- Leader: Gilbert Noël Ouédraogo
- Founded: 1998; 28 years ago
- Dissolved: 29 January 2026; 6 months ago
- Ideology: Liberalism
- Political position: Centre
- International affiliation: Liberal International
- Continental affiliation: Africa Liberal Network

= Alliance for Democracy and Federation – African Democratic Rally =

The Alliance for Democracy and Federation–African Democratic Rally (Alliance pour la Démocratie et la Fédération–Rassemblement Démocratique Africain) was a liberal political alliance in Burkina Faso, consisting of the Alliance for Democracy and Federation and the former ruling party African Democratic Rally.

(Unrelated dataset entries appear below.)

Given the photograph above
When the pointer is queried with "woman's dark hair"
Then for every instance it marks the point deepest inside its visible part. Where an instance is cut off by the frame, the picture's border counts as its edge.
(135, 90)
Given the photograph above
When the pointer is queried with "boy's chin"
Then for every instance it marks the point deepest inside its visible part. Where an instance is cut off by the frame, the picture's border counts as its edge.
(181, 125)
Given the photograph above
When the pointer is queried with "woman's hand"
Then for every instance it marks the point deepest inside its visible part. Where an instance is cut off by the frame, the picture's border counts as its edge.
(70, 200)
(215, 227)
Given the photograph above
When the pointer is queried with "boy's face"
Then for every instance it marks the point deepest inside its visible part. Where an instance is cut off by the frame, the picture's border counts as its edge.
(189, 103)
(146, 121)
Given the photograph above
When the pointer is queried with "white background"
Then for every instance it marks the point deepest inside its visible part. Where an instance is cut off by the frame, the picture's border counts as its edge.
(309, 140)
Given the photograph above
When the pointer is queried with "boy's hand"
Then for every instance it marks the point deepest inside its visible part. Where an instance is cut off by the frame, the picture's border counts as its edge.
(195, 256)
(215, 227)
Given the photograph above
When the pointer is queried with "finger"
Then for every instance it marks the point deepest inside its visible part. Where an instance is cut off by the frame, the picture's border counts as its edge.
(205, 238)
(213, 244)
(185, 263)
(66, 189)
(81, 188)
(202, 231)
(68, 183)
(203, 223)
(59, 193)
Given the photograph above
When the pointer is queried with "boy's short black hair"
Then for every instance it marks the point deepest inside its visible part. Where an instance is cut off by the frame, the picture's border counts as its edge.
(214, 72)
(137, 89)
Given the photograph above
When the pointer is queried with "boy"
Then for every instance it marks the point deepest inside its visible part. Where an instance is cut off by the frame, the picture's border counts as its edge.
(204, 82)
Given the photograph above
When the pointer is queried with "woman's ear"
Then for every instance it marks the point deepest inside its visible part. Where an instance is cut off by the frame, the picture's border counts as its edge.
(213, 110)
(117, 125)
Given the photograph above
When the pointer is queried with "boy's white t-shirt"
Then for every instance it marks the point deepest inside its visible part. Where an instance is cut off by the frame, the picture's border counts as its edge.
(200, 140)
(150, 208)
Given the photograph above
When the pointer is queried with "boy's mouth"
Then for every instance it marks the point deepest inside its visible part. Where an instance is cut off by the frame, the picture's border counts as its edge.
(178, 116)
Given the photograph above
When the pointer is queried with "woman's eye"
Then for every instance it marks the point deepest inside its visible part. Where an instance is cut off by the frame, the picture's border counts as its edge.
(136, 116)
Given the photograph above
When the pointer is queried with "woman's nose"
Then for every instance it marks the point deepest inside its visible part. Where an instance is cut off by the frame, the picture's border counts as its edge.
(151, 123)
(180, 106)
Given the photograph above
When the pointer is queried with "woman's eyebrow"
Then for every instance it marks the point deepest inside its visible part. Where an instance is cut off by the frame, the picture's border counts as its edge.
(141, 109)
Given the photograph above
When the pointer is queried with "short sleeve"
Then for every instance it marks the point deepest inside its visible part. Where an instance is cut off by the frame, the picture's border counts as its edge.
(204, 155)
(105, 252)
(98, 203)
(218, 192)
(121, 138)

Gilbert Noël Ouédraogo was the President of the ADF-RDA from 29 June 2003 until the party's dissolution on 29 January 2026; he served in President Blaise Compaoré's cabinet as Minister of Transport. His father, former Prime Minister Gérard Kango Ouédraogo, was designated as Honorary President for Life of the ADF-RDA in May 1998.

In the parliamentary election held on 5 May 2002, the Alliance won 12.7% of the popular vote and 17 out of 111 seats. In the May 2007 parliamentary election, the party won 14 seats. The ADF-RDA supported President Compaoré in the 2005 presidential election and again in the 2010 presidential election.

The party stands for pluralism, equality, justice and liberty for all. It supports freedom of expression, calls for tolerance and the rule of law, condemns human rights abuses, and supports liberal economic views. It lists education, employment and individual enterprise as constituting the pillars of economic development. The party welcomes Burkinabè from all backgrounds, ‘regardless of religious or philosophical beliefs, race and sex’, aiming to consolidate national unity and democracy.

ADF-RDA is a member of international liberal associations, including the Africa Liberal Network and Liberal International.

On 29 January 2026, all parties, including this one, were dissolved through decree by the junta government in Burkina Faso.